Teaching Kurukh at universities became visible after a ‘Tribal and Regional Language’ (TRL) Department was established in 1980 at Ranchi University. Ranchi University was the first state university of undivided Bihar to have a TRL department where five Adivasi languages (Kurukh, Santali, Mundari, Kurukh, Ho and Kharia) and four regional languages (Nagpuri, Khortha, Kurmali and Panchpargania) were taught. Later, with the formation of the separate state of Jharkhand in 2000, Kurukh was taught in two other universities: the Nilamber Pitamber University with its headquarter at Medininagar, and the Dr. Shyama Prasad Mukherjee University at Ranchi.

According to UNESCO’s Atlas of Endangered Languages, Kurukh is a vulnerable language. The Oraons live with other Adivasi communities in a multilingual setting. Their language is affected by neighbouring languages and is often mixed with words from Hindi, English, Mundari and Sadri. Further, Oraons in Jharkhand, West Bengal, Assam and Tripura have adopted Sadri or Nagpuri as their primary language of communication.

Today, audio and visual mediums, along with social media platforms, play a major role in the preservation and popularization of the Kurukh language. Kurukh songs, extremely popular among Oraons, are recorded in several studios of Jharkhand. During Christmas, Christian Oraons are especially interested in releasing devotional song albums in Kurukh. As for films in Kurukh, Meghnad and Biju Toppo, documentary makers from Jharkhand, claim that their film, Kora Rajee [The Land of the Diggers], is the first film in Kurukh. This film deals with the life and problems of migrant Oraon labourers who work in the tea gardens of Assam and West Bengal and are part of the Chah Jongosthi or tea tribes.
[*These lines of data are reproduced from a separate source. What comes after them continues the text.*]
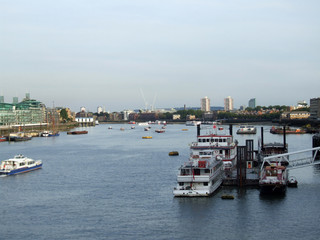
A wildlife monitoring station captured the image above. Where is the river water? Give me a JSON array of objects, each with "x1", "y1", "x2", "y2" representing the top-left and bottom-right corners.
[{"x1": 0, "y1": 124, "x2": 320, "y2": 240}]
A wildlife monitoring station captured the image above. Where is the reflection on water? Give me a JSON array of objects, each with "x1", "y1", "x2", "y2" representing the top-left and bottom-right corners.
[{"x1": 0, "y1": 125, "x2": 320, "y2": 240}]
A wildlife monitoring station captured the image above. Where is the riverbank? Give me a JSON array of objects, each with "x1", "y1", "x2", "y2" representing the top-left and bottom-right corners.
[{"x1": 0, "y1": 122, "x2": 79, "y2": 136}]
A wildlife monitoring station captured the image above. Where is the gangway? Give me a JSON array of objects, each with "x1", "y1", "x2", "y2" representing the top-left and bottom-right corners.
[{"x1": 261, "y1": 147, "x2": 320, "y2": 170}]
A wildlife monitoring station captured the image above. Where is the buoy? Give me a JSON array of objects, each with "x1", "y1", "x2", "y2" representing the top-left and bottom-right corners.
[
  {"x1": 142, "y1": 136, "x2": 152, "y2": 139},
  {"x1": 221, "y1": 194, "x2": 234, "y2": 199}
]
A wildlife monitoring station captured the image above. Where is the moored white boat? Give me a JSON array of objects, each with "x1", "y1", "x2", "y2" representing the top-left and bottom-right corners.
[
  {"x1": 0, "y1": 154, "x2": 42, "y2": 175},
  {"x1": 237, "y1": 126, "x2": 257, "y2": 134},
  {"x1": 173, "y1": 154, "x2": 223, "y2": 197},
  {"x1": 190, "y1": 126, "x2": 238, "y2": 171},
  {"x1": 186, "y1": 121, "x2": 201, "y2": 126},
  {"x1": 259, "y1": 160, "x2": 289, "y2": 194}
]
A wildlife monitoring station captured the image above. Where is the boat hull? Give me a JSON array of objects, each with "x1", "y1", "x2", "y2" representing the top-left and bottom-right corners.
[
  {"x1": 260, "y1": 184, "x2": 287, "y2": 194},
  {"x1": 0, "y1": 163, "x2": 42, "y2": 176},
  {"x1": 173, "y1": 178, "x2": 222, "y2": 197}
]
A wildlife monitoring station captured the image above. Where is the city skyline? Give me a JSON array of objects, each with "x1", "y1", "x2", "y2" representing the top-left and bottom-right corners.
[{"x1": 0, "y1": 0, "x2": 320, "y2": 112}]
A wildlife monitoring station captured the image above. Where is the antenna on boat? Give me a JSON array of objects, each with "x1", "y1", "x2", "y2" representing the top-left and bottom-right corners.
[{"x1": 140, "y1": 88, "x2": 148, "y2": 111}]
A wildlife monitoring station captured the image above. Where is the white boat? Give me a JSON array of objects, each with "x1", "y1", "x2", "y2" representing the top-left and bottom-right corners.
[
  {"x1": 237, "y1": 126, "x2": 257, "y2": 134},
  {"x1": 186, "y1": 121, "x2": 201, "y2": 126},
  {"x1": 259, "y1": 157, "x2": 289, "y2": 194},
  {"x1": 190, "y1": 126, "x2": 238, "y2": 171},
  {"x1": 40, "y1": 131, "x2": 50, "y2": 137},
  {"x1": 138, "y1": 122, "x2": 149, "y2": 126},
  {"x1": 173, "y1": 150, "x2": 223, "y2": 197},
  {"x1": 173, "y1": 126, "x2": 228, "y2": 197},
  {"x1": 0, "y1": 154, "x2": 42, "y2": 175}
]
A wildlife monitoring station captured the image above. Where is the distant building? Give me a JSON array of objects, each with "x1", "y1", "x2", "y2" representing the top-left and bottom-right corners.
[
  {"x1": 200, "y1": 97, "x2": 210, "y2": 112},
  {"x1": 97, "y1": 106, "x2": 103, "y2": 114},
  {"x1": 186, "y1": 115, "x2": 196, "y2": 120},
  {"x1": 310, "y1": 97, "x2": 320, "y2": 120},
  {"x1": 172, "y1": 114, "x2": 181, "y2": 120},
  {"x1": 281, "y1": 111, "x2": 310, "y2": 120},
  {"x1": 297, "y1": 101, "x2": 308, "y2": 109},
  {"x1": 224, "y1": 96, "x2": 233, "y2": 111},
  {"x1": 12, "y1": 97, "x2": 19, "y2": 104},
  {"x1": 0, "y1": 95, "x2": 46, "y2": 126},
  {"x1": 75, "y1": 109, "x2": 95, "y2": 126},
  {"x1": 248, "y1": 98, "x2": 256, "y2": 108}
]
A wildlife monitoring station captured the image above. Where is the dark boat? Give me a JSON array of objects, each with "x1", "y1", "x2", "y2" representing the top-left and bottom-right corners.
[{"x1": 67, "y1": 131, "x2": 88, "y2": 135}]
Some of the other films and documentaries in Kurukh are as follows: ‘Edpa Kana’ [Going home] in 2017; ‘Sona Gahi Pinjra’ [The golden cage] in 2011; and ‘Jahar Jinagi Gahi’ [The poison of life] in 2022.

References

Published

Abbi, Anvita. 1995. ‘Language contact and language restructuring: A case study of tribal languages in Central India’, International Journal of Sociology of Language, Vol. 1995, No. 116, pp. 175-186.

Dasgupta , Sangeeta. 2022. Reordering Adivasi Worlds: Representation, Resistance, Memory, Oxford University Press, New Delhi.

Ishtiaq, M. 1998. ‘Determinants and correlates of language shift among the tribals of Central India’, Geo Journal, Vol. 45, No. 3, pp. 189-200.

Lakra, Alisha Vandana & Md. Mojibur Rahman. 2017. ‘Vitality and endangerment of contemporary Kurukh’, Rupkatha Journal on Interdisciplinary Studies in Humanities, Vol. IX, No. 2, pp. 351-368.

Singh, Anjana. 2018. ‘Linguistic politics and Kurukh language movement of the Oraons in Jharkhand’, Journal of Adivasi and Indigenous Studies, Vol. VIII, No. 2, pp. 37-50.

Unpublished

Kumar, Awadhesh. 1991. Word formation in Kurukh (Oraon): A study of linguistic typology and language change, PhD Thesis. Jawaharlal Nehru University, New Delhi, 1991.